If you know what this billboard means just by looking at it, you're cool. If you don't, you're probably in need of some schooling. Maybe, at the end of the lesson, you'll buy a billboard of your own. That's what Clear Channel Canada hopes, anyway.
Last month, alongside Universal Music Canada, rapper (and grandpa dancer) Drake erected an enigmatic 30-by-60-foot posting that read, "The 6 God is Watching," alongside a highway in Toronto, his hometown.
In Clear Channel's telling, passersby noticed the billboard and posted photos to Twitter and Instagram, where speculation about its meaning snowballed into news coverage, none of which was helped by an equally cryptic post on Instagram from Drake himself.
For anyone not steeped in the rapper's lore, the phrase "6 God" and its accompanying iconography are symbols for Drake's brand, recognized by fans. The "6" is his nickname for Toronto, derived from its area codes (416 and 647). And for all the other olds out there, the praying hands reference the prayer hands emoji (though these were apparently derived from a 16th century German painter's work), representing, in this instance, "God"—a humble allusion to Drake himself.
In plain English, Drake—whose human name is Aubrey Graham—is branding himself the deity of the Toronto rap scene, a message that's captured in his song "6 God" from his recent mixtape, If You're Reading This It's Too Late. (For a particularly thrilling spinoff, watch Salman Rushdie read part of it for you.)
Put in that context, and playing on the word "Watching," the billboard is a sly promotion for Drake's upcoming album, Views From the 6. Clear Channel, which sold the placement—and is eager to peddle more—describes it as "the most viral billboard in history."
The company claims earned media impressions totaled a whopping 86 million, not counting broadcast coverage. Online outlets that featured the billboard included MTV, Time, GQ, Pitchfork and Complex.
Clear Channel's more in-depth postgame is worth skimming (taking, with a grain of salt, the "learnings" for a broader class of advertisers, though there may be some).
"This billboard looks like it could have been designed by a panda bear on a 1993 IBM Thinkpad, but that didn't matter," says Chris Advansun, head of digital technology at Clear Channel Canada. "In fact that may have been the point. This campaign's simple, mysterious nature compelled people to speculate, share and discuss. A killer creative idea still trumps all."

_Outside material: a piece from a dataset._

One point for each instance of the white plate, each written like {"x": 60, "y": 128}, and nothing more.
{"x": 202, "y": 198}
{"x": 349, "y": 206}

Sure, it was smart to make fans feel in-the-loop while leaving everyone else scratching their heads. But the truth is, Drake was just hyping his own hype: He has yet to set a release date for his album, and the sign, for all the buzz it inspired, didn't reveal anything new.
But setting aside his 16.6 million Instagram followers, and the fact that he's one of 2015's biggest celebrities, the real reason it worked is that people care deeply about music and are willing to invest in learning more about musicians they love—if only so they don't feel stupid when everyone else at the party is talking about it.
Most marketers don't have that luxury. Perhaps more important, most marketers lack the bravado required to publicly, if subtly, refer to themselves as gods ... even if they might feel that way sometimes.